While most everybody complains about high drug prices, this is one of the factors driving up the cost of R&D that gets little notice. The clinical trial system is broken in the U.S. The FDA often sends confusing, shifting signals about what constitutes valid medical evidence. Doctors outside top medical centers often aren’t equipped, or motivated in many cases, to participate in trials because they’re so busy haggling with insurance companies every day.
The only way we’re going to break out of this jam is to re-think the way trials get done. The prospective, randomized, well-controlled clinical trial may have served us well in the past, giving us a safe and predictable set of information about new drugs. But it’s not perfect. Those standards created a system that’s so costly, and so time-consuming, and corrupt in many cases, that it has created an unsustainable system for new drug development.

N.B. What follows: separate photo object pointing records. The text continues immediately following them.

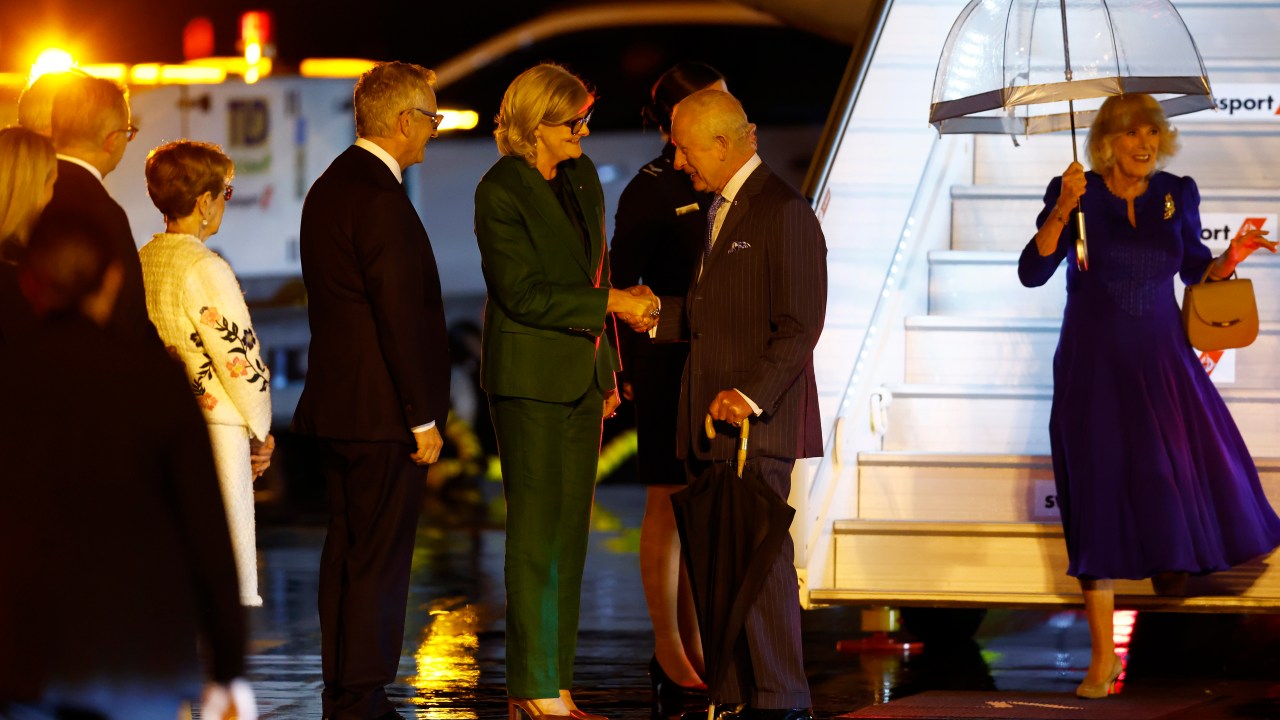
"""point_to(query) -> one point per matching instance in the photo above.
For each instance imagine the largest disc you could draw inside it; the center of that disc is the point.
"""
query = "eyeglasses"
(437, 118)
(576, 124)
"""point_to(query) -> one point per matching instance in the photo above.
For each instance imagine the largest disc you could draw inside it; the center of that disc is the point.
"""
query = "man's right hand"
(636, 306)
(429, 443)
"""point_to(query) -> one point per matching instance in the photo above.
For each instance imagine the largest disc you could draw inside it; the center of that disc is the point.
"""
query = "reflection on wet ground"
(452, 665)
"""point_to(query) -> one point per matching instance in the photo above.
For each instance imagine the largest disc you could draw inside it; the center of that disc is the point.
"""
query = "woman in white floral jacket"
(199, 310)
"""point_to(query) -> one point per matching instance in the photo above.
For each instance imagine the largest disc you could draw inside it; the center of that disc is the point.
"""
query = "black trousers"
(768, 669)
(375, 492)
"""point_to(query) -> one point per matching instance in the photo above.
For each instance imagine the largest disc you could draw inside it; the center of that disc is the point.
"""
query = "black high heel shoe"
(671, 698)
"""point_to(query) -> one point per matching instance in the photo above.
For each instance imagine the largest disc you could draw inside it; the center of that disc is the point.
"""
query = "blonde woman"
(28, 169)
(547, 370)
(1153, 478)
(199, 310)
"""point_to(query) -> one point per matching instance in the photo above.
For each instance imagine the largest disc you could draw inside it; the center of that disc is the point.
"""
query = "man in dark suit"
(132, 507)
(752, 317)
(378, 381)
(91, 130)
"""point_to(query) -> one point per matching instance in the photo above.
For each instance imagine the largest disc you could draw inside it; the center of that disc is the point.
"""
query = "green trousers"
(549, 452)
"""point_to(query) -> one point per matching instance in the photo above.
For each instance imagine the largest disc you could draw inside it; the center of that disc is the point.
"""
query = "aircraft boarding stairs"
(937, 487)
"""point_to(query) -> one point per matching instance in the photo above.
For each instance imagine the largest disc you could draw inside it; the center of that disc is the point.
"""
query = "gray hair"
(543, 94)
(385, 91)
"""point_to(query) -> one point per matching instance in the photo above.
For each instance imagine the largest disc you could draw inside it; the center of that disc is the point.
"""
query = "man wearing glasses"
(378, 381)
(91, 130)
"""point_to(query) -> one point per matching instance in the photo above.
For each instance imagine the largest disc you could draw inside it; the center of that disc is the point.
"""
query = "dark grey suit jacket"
(78, 192)
(752, 320)
(379, 360)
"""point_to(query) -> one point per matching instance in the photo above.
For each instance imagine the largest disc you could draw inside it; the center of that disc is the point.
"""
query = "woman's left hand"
(260, 454)
(1244, 244)
(611, 404)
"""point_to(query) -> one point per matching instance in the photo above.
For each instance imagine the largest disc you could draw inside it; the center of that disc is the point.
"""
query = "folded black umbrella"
(731, 529)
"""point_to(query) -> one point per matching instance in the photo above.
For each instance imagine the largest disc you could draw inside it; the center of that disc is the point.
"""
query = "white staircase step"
(1224, 154)
(1019, 351)
(986, 217)
(970, 487)
(984, 283)
(958, 350)
(1005, 564)
(1004, 419)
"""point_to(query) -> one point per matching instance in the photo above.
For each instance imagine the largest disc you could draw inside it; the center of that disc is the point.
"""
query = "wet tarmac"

A better way to do things would be to take advantage of our growing capacity for using “big data.” Miller, for one, says he can imagine moving to a world in which the gold standard—prospective, randomized, controlled trials—become obsolete. They could be replaced by matched case-control studies, which have long been used in the field of public health.
This way, a patient, with, certain characteristics (55-year-old, non-smoking white male with advanced kidney cancer) could just be offered an experimental drug for free. The sponsor of the study would then go find a patient with matching characteristics somewhere else who’s getting the standard treatment around the same time. You follow them up, compare their outcomes, and keep repeating from patient to patient until an answer emerges.

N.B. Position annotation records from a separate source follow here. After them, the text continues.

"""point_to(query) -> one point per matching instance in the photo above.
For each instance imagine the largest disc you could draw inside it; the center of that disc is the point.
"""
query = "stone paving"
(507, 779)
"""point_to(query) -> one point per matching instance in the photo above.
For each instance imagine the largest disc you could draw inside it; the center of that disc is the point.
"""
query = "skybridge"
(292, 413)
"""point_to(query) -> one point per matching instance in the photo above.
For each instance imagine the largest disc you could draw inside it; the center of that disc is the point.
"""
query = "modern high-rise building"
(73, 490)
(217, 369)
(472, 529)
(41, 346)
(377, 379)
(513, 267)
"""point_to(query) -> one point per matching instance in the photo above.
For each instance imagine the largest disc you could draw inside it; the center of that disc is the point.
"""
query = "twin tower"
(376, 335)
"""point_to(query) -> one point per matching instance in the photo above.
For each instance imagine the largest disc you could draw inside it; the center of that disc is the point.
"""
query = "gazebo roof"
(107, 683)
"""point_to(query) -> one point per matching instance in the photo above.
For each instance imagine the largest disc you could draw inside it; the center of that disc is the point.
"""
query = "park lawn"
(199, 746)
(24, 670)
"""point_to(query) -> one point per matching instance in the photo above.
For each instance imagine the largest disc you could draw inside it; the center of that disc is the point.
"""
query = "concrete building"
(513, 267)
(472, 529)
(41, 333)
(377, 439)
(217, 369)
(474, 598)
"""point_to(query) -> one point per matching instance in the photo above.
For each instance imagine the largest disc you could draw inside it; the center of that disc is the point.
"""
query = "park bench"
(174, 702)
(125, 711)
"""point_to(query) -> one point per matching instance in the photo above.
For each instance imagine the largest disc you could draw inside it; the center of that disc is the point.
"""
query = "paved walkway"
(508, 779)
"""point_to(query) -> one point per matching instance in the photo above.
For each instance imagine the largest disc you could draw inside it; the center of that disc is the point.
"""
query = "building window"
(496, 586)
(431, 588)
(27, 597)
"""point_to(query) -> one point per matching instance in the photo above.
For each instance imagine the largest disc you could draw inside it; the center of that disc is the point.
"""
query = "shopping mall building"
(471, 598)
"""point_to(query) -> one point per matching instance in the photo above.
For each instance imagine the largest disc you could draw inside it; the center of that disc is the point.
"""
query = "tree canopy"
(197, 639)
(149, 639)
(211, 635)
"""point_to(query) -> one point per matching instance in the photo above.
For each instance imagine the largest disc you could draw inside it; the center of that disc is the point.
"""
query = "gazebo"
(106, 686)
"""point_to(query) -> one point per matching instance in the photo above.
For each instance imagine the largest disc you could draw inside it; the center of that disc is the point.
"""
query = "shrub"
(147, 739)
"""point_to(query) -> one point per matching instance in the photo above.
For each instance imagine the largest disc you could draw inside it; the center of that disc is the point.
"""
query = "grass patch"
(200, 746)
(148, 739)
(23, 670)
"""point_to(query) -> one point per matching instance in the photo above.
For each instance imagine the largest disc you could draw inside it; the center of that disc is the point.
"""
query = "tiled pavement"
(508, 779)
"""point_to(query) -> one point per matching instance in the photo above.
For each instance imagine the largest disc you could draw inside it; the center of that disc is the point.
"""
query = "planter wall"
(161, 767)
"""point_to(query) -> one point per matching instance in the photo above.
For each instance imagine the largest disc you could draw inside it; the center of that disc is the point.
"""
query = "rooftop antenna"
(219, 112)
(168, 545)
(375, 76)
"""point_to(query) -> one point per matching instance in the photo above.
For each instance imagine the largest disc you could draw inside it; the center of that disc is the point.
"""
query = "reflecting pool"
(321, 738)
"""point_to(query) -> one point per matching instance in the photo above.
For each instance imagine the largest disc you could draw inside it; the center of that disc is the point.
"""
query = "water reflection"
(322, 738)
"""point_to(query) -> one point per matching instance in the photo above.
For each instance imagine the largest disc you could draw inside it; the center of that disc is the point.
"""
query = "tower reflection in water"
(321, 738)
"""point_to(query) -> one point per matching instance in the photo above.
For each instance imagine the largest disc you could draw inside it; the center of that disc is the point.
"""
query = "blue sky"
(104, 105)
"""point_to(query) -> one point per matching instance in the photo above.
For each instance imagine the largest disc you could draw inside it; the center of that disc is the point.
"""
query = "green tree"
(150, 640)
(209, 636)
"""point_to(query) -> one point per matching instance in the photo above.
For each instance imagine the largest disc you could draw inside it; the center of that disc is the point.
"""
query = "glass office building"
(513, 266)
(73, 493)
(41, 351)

In a world with truly networked national medical records, and sharing of emerging data from genomics, all the confounding variables that might skew a study could be scrubbed out by supercomputers, leaving a well-controlled body of evidence for a new drug that could be compared with standard of care. Patients would be motivated to enroll quickly in trials, knowing they have a good chance of getting a better drug, not a placebo. Companies would get good data on their drugs early in the game, before blowing huge amounts of money. And if safety problems or wrinkles in a drug’s efficacy profile appear after it hits the market, regulators and physicians would get updates in real-time, enabling them to make adjustments accordingly.
“With big data, that should be enormously easy to do,” Miller says.
I know people have been talking about ideas like this for a long time. Last week, the leaders of UC San Francisco, the FDA, and the National Institutes of Health advanced some similar ideas for improving healthcare under a broad banner of “precision medicine.” Surely, a lot of readers are still thinking this is a trip into fantasy land. We’re a long way from accepting this kind of system today, but it’s not an impossible dream. It’s technically doable. It requires leadership and collaboration among payers, healthcare providers, regulators, and drug companies. It’s time to come up with something different. Otherwise we can keep building up, and tearing down, companies like Aveo while patients wait for something better.